Afterwards he took off like Fionn Mac Cumhaill across the fields to the hayfield he had been working prior to this on his uncle’s farm to avoid arrest when the RIC backed up by the dreaded Black & Tans came to investigate from Castlebar. The IRA was a secret organisation like the Irish Republican Brotherhood and the Fenians before them. This was of necessity in those turbulent times and to be a member was a dangerous occupation. You ran the risk of arrest, torture, imprisonment and ultimately execution. But their spirit kept the fight for freedom alive. Most young Irish people ran that risk in those times, my father included, so that today we all can live in a free, independent Republic nation.
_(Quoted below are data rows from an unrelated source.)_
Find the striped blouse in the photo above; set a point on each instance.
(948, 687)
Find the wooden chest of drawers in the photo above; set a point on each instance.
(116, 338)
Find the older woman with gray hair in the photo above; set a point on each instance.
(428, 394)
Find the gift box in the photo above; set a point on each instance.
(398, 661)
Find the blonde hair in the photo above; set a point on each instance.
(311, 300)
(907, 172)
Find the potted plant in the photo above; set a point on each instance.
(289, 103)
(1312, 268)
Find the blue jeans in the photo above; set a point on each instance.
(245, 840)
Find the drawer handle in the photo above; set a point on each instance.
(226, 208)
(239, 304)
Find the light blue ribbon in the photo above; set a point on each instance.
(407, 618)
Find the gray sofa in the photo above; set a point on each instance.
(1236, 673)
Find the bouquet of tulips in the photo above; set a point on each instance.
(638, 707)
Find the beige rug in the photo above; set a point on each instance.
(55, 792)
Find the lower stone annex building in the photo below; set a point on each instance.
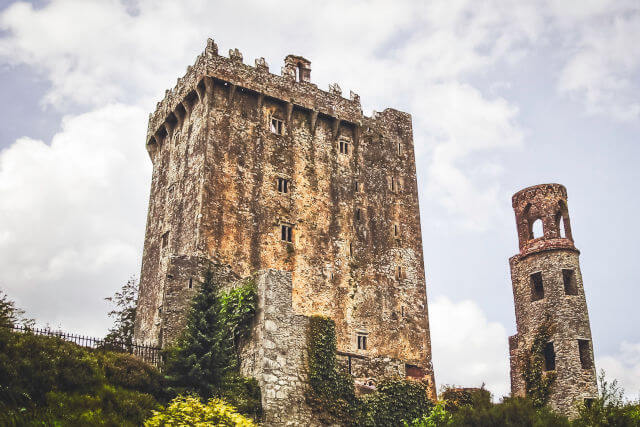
(258, 173)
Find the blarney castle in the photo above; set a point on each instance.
(256, 173)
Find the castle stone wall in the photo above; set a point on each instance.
(356, 249)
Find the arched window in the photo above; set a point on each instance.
(536, 229)
(562, 232)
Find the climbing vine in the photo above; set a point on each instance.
(332, 390)
(205, 360)
(538, 384)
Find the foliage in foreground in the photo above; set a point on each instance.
(189, 411)
(49, 381)
(609, 409)
(205, 359)
(123, 314)
(538, 384)
(332, 392)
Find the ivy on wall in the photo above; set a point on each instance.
(205, 358)
(332, 391)
(538, 384)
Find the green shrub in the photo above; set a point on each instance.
(128, 371)
(512, 412)
(111, 406)
(609, 408)
(189, 411)
(205, 358)
(397, 400)
(438, 417)
(332, 391)
(49, 381)
(456, 397)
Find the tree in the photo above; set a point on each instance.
(125, 302)
(205, 359)
(10, 315)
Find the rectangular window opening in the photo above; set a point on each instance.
(277, 126)
(283, 185)
(537, 288)
(569, 279)
(549, 357)
(344, 146)
(286, 232)
(585, 354)
(362, 342)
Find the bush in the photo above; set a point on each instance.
(49, 381)
(184, 411)
(609, 409)
(436, 418)
(205, 359)
(128, 371)
(397, 400)
(514, 412)
(455, 397)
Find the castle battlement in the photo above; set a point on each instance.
(292, 87)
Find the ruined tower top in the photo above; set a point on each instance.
(298, 67)
(546, 203)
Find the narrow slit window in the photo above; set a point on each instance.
(549, 357)
(362, 342)
(277, 126)
(537, 288)
(286, 232)
(569, 279)
(283, 185)
(344, 146)
(585, 354)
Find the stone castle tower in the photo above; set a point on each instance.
(547, 284)
(258, 172)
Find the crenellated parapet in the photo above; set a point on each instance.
(292, 87)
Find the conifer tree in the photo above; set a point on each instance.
(202, 356)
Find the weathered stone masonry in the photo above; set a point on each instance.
(255, 171)
(547, 284)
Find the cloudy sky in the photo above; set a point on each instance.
(504, 95)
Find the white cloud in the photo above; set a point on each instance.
(468, 349)
(400, 54)
(604, 62)
(625, 367)
(459, 125)
(72, 216)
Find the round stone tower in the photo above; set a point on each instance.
(548, 289)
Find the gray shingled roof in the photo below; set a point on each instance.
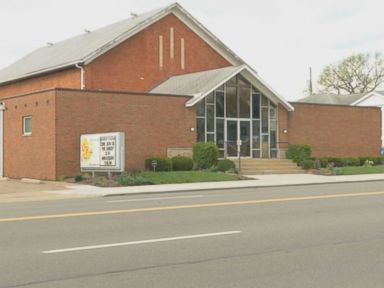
(200, 84)
(197, 84)
(75, 50)
(332, 99)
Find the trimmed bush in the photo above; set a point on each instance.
(79, 178)
(181, 163)
(324, 162)
(307, 164)
(163, 163)
(350, 161)
(205, 154)
(298, 152)
(127, 180)
(377, 160)
(225, 165)
(335, 162)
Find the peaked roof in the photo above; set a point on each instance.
(84, 48)
(200, 84)
(333, 99)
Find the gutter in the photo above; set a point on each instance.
(82, 82)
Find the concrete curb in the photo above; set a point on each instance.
(229, 188)
(31, 181)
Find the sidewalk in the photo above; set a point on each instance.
(258, 181)
(17, 191)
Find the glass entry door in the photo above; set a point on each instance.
(231, 138)
(238, 130)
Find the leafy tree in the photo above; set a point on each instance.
(358, 73)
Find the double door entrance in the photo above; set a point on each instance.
(238, 132)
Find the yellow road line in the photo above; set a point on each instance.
(189, 206)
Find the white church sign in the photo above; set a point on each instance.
(102, 152)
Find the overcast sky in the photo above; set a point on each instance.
(280, 39)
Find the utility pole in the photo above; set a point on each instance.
(310, 88)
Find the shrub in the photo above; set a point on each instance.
(324, 162)
(299, 152)
(349, 161)
(337, 171)
(317, 164)
(307, 164)
(181, 163)
(126, 180)
(377, 160)
(205, 154)
(79, 178)
(163, 163)
(225, 165)
(335, 162)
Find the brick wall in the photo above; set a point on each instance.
(134, 64)
(30, 156)
(151, 125)
(68, 78)
(332, 130)
(283, 124)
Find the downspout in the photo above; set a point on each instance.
(82, 82)
(2, 109)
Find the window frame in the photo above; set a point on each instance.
(27, 133)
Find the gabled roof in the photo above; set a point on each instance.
(333, 99)
(200, 84)
(84, 48)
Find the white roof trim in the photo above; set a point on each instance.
(191, 22)
(365, 97)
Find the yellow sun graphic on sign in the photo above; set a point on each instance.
(86, 149)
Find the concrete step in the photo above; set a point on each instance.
(268, 172)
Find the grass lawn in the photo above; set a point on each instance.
(358, 170)
(186, 177)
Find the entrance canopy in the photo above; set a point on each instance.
(201, 84)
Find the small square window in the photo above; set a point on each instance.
(27, 125)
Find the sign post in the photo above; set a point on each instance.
(104, 152)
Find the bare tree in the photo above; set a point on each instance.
(358, 73)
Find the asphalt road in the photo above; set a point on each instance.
(304, 236)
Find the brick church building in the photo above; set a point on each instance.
(165, 81)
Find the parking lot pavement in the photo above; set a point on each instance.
(18, 191)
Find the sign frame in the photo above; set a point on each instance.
(102, 152)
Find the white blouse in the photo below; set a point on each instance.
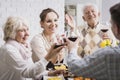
(16, 63)
(41, 46)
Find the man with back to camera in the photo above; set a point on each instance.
(103, 64)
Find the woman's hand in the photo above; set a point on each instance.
(70, 21)
(53, 52)
(72, 44)
(56, 72)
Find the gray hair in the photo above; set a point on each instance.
(12, 25)
(90, 4)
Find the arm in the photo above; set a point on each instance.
(38, 47)
(90, 66)
(26, 67)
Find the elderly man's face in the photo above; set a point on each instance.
(91, 14)
(114, 29)
(22, 35)
(50, 24)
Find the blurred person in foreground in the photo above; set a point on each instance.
(103, 64)
(42, 42)
(15, 55)
(92, 38)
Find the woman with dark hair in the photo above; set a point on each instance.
(15, 55)
(41, 43)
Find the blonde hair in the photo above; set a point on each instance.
(12, 25)
(90, 4)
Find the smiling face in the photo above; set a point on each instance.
(22, 34)
(90, 14)
(50, 23)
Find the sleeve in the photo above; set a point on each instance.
(112, 37)
(26, 68)
(90, 66)
(38, 47)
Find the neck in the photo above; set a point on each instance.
(93, 24)
(49, 36)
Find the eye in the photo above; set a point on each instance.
(55, 20)
(48, 21)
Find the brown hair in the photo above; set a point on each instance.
(115, 14)
(45, 12)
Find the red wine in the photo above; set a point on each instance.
(56, 46)
(104, 30)
(72, 38)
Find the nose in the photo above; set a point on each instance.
(53, 24)
(27, 32)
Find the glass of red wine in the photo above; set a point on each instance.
(104, 30)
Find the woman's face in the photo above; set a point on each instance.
(50, 23)
(91, 14)
(22, 35)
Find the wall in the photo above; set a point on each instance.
(106, 4)
(30, 10)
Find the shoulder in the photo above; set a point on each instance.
(81, 27)
(8, 49)
(37, 37)
(107, 51)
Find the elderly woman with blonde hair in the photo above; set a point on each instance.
(15, 56)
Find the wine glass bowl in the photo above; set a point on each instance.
(72, 38)
(104, 30)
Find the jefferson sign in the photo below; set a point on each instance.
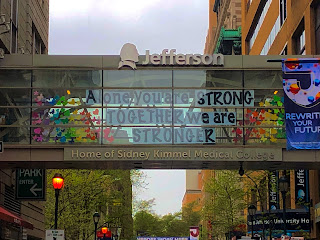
(182, 59)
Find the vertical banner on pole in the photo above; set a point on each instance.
(301, 186)
(301, 85)
(273, 190)
(194, 233)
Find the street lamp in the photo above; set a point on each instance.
(284, 188)
(252, 211)
(57, 182)
(96, 218)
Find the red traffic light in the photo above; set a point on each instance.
(104, 230)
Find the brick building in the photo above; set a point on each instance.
(24, 28)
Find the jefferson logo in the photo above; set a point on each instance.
(129, 56)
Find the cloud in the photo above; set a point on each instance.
(96, 29)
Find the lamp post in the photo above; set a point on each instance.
(96, 218)
(284, 187)
(252, 211)
(57, 182)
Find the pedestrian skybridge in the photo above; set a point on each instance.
(84, 112)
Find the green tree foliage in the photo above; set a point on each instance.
(190, 216)
(108, 192)
(146, 223)
(224, 204)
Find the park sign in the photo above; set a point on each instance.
(30, 184)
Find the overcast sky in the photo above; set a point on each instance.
(101, 27)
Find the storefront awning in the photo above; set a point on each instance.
(12, 218)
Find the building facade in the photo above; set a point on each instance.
(24, 28)
(280, 27)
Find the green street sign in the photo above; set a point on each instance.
(30, 184)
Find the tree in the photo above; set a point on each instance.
(147, 224)
(85, 192)
(190, 216)
(225, 203)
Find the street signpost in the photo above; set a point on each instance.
(54, 234)
(30, 184)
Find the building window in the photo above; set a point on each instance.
(317, 27)
(299, 39)
(14, 24)
(271, 37)
(283, 11)
(259, 23)
(38, 45)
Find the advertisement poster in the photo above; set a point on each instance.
(273, 190)
(296, 220)
(301, 177)
(301, 85)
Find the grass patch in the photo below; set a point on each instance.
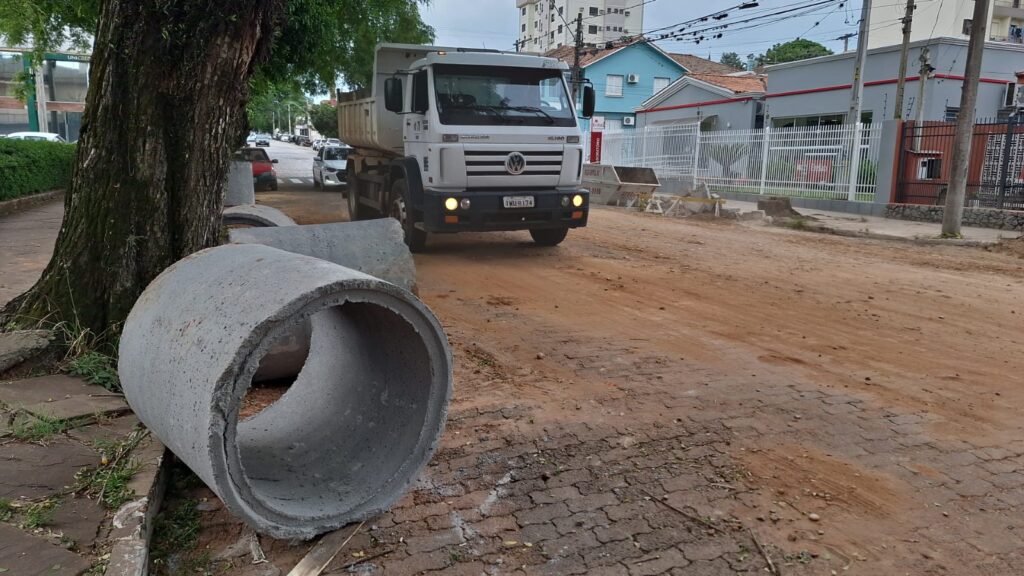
(36, 428)
(39, 515)
(176, 530)
(109, 482)
(96, 368)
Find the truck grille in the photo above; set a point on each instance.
(492, 162)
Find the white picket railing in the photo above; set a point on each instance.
(807, 162)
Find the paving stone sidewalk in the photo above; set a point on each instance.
(60, 472)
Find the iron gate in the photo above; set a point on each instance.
(995, 170)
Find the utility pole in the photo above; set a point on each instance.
(858, 67)
(965, 123)
(846, 41)
(907, 21)
(856, 90)
(919, 119)
(578, 47)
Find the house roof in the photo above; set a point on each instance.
(592, 54)
(727, 85)
(696, 65)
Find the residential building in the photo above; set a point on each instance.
(56, 95)
(949, 18)
(717, 101)
(816, 91)
(546, 25)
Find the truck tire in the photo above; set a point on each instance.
(549, 236)
(402, 211)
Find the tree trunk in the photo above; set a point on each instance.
(169, 82)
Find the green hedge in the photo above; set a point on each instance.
(30, 167)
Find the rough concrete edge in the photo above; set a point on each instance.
(8, 207)
(877, 236)
(133, 522)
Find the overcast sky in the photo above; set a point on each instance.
(493, 24)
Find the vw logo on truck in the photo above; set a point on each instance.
(515, 163)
The second medal bears the inscription, Seirbhís Náisiúnta Ré na Práinne An Fórsa Cosanta Áitiúil 1939–1946 (National Service The Emergency, Local Defence Forces) hanging from a striped but faded red and white ribbon. In our independent state it was necessary to defend the homeland during World War II or The Emergency as it was known in neutral Ireland. This is an earlier issue having only one stripe and was awarded for two years service with a bar added for a further two years service. Michael Higgins was the Officer in charge of the local battalion in Ballyheane. The FCA were set up as a part time force to take the place of the regular army as required. They were like a continuation of the Volunteers from the 20s.They had uniforms and were trained. They held regular parades. Their duties consisted of traffic control, communications, protective duties, transport and First Aid. They also assisted in searches for reported parachutists, missing persons and crashed aircraft.